I think John has hit all the points correctly here.

HBV drug developers will still be required to perform phase IA and phase IB trials to gather data on safety, pharmacokinetics and initial human efficacy to support phase IIA studies. Phase IIA studies gather the safety and efficacy of defined doses of drug in infected patients, typically 5-15 patients per treatment group. It may be that approval could them come from significantly large enough phase IIB trials (~400 patients) were the new drug is compared to the standard of care.

For HBV, since the only approvable endpoint is functional cure, this would normally be pegIFN but since this drug has a poor efficacy (<6%) which is largely restricted to unicorn patients (see below), this may not be required.

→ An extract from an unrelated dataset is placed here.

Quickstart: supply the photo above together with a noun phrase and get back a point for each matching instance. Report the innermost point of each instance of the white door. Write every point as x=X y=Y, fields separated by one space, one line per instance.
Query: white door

For HDV this will be bulevritide.

However, there is a HBV specific complication here and this is baseline HBsAg in patients. The well recognized baseline threshold of 1000 mIU/mL HBsAg defines two distinct populations:

  1. <= 1000 are unicorn patients which represent ~5% of patients globally and are much more responsive to immunotherapy
  2. >1000 (typically in the range of 3000-125000 IU/mL) represent the other 95% of patients where functional cure is not achieved by NUCs or pegIFN

We have known for decades that results in the first patient population do not translate to results in the second population.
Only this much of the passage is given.